Friday, February 25, 2011

Mother dies after nurse makes error administering drug

Article from the Daily Mail 23 February 2011

In true Daily Mail style the story is hyped under the title "Mother-of-four dies after blundering nurse administers TEN times drug overdose"

80 year old Arsula Samson died on 14 March 2010 at Good Hope Hospital, Birmingham after she was given an overdose of deadly potassium chloride.

According to the inquest staff nurse Lisa Sparrow wrongly administered 50ml of the drug over half an hour instead of over five hours, the inquest heard.

Instead of pressing the 10ml per hour button, the nurse admitted tapping in 100ml per hour on the drug infusion pump.

Staff nurse Sparrow signed out the medication from the controlled drug stock cupboard with staff nurse Susan Smith, as two people were supposed to administer and check the drug together to avoid any errors under hospital policy.

But nurse Smith left nurse Sparrow to give the drug on her own when the error happened.
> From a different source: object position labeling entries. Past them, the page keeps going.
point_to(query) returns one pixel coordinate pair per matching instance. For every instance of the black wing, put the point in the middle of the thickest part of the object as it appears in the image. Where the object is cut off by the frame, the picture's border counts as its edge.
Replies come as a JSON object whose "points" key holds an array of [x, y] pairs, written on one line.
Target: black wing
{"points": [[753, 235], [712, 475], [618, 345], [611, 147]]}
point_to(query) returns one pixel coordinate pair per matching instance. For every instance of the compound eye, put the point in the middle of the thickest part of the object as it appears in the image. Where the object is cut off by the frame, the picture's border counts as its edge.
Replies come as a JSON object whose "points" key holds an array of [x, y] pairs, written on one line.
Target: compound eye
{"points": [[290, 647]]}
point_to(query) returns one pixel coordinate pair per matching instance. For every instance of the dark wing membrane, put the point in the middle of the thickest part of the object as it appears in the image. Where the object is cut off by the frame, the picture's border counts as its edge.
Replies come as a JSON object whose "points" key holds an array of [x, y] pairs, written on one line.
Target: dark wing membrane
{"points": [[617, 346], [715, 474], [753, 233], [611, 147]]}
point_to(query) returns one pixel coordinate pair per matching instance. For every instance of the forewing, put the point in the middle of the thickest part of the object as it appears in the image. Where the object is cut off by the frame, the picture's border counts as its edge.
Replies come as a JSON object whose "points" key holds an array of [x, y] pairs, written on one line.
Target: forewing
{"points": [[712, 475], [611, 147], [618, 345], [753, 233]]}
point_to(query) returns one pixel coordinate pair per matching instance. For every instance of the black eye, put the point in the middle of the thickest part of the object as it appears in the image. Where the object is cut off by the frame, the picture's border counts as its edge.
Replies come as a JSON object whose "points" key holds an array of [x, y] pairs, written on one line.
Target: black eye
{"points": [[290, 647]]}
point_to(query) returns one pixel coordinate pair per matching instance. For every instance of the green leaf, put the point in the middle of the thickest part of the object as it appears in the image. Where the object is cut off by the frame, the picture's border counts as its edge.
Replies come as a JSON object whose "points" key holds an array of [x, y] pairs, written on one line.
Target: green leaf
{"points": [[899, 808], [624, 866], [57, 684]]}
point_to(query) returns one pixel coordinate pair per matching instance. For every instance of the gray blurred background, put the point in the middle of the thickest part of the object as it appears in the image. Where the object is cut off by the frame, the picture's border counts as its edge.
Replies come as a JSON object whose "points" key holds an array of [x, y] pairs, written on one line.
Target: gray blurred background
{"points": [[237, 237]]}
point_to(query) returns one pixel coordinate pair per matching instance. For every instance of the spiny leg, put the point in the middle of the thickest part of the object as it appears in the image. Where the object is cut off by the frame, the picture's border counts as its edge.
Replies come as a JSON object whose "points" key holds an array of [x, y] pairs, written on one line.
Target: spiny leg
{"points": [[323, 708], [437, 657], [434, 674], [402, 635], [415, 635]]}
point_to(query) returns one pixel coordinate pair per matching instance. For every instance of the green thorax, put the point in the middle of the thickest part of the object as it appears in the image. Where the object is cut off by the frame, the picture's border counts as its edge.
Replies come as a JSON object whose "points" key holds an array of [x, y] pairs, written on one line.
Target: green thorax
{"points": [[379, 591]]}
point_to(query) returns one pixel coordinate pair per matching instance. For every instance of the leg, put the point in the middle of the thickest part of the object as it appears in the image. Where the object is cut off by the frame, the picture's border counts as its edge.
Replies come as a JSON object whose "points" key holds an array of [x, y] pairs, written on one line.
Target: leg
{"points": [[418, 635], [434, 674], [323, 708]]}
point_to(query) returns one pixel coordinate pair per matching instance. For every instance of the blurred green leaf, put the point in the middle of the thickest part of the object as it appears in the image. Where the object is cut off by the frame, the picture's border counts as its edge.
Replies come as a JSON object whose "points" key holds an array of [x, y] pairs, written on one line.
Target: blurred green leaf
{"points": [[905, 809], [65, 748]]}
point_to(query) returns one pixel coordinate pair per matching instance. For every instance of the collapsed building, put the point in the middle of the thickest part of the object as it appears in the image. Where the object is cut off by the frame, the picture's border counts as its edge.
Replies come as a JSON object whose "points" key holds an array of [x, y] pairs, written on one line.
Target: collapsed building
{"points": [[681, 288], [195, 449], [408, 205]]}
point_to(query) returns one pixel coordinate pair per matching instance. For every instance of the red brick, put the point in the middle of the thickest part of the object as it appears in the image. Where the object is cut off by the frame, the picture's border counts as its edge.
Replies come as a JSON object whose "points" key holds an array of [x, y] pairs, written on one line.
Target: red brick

The coroner said that nurse Sparrow's gross failure resulted in the overdose and was a direct cause for the death while a second failure was that nurse Smith did not oversee the drug being given.

Mrs Samson was suffering from pneumonia when she was given the massive overdose that led to her death

Mrs Samson was suffering from pneumonia when she was given the massive overdose that led to her death

Nurse Sparrow told the inquest she had not expected nurse Smith to watch her give the potassium as 'no-one ever did'.

An official Trust report said no error was found with the infusion pump and investigators ruled the death was due to 'individual, human error'.

A Trust action plan after the death saw new infusion pumps and software that reduce the risk of error brought into all wards, medical staff retrained and warned over the dangers of potassium chloride and advice on the importance of a second nurse witnessing medication being given.

Birmingham coroner Aidan Cotter gave a verdict of accidental death to which neglect contributed.


Bonnie Hughes said...

I feel disgusted and insulted that you comment that the Mail have "hyped the story with the headline it has used". It is the truth and if you were to read/hear the transcript you would hear two very experienced high grade nurses who work in critical care admit they did not know what they were supposed to do with dangerous drugs. Heart of England Trust is killing people and NOT learning from their mistakes. They were not short staffed, bank nurses or any other excuse they usually use, the were both incompetent nurses who considering they work in a caring role showed little or no compassion for taking my Mothers life on Mothers Day. Take a look at Cure the NHS-Heart of England, Justice4Stephen or read Lisa Richards-Evertons story. All the same stories of incompetent nurses who did not follow laid down procedures and hospital policy/protocol , yet little or no disciplinary action taken. Legalised euthanasia by the NHS.

Yours disgustedly

Bonnie Hughes

Human factors in risk management said...

Sorry if I offended you. I hope you can see that my blog post did clearly show that errors had a tragic consequence.
I'm afraid that I only have the information published in the Mail. This suggests to me that a nurse made a simple mistake but there was no device or system in place to warn about what had happened or reverse the consequences.
The fact that the nurses involved were 'very experienced high grade' (as you say) I'm not sure how they can be labelled as 'incompetent.' Even the most competent people make mistakes, which is something any organisation needs to understand so that they can protect against it.
Thanks for taking the time to leave a comment. Once again, I am sorry for any offence.

Bonnie Hughes said...

Hi Andy,
It is just very raw as they were experienced in" years" but were incompetent as they did not follow laid down policy and procedures when dealing with dangerous drugs, they freely admitted that no-one ever did. They are dealing with lives, their errors/omissions are costing lives. However if an audit was done the paperwork would show that they all did what they were supposed to, the double check at point of administration. How can any organisation protect against staff who deliberately fail to follow policy/procedure when they do not have a robust disciplinary policy. Mistakes with lives cannot be corrected. Thankyou for your reply, sorry if I was confrontational. Bonnie

Human factors in risk management said...

It's good for me to be reminded that these stories are not just examples of systems that go wrong, but have real human implications.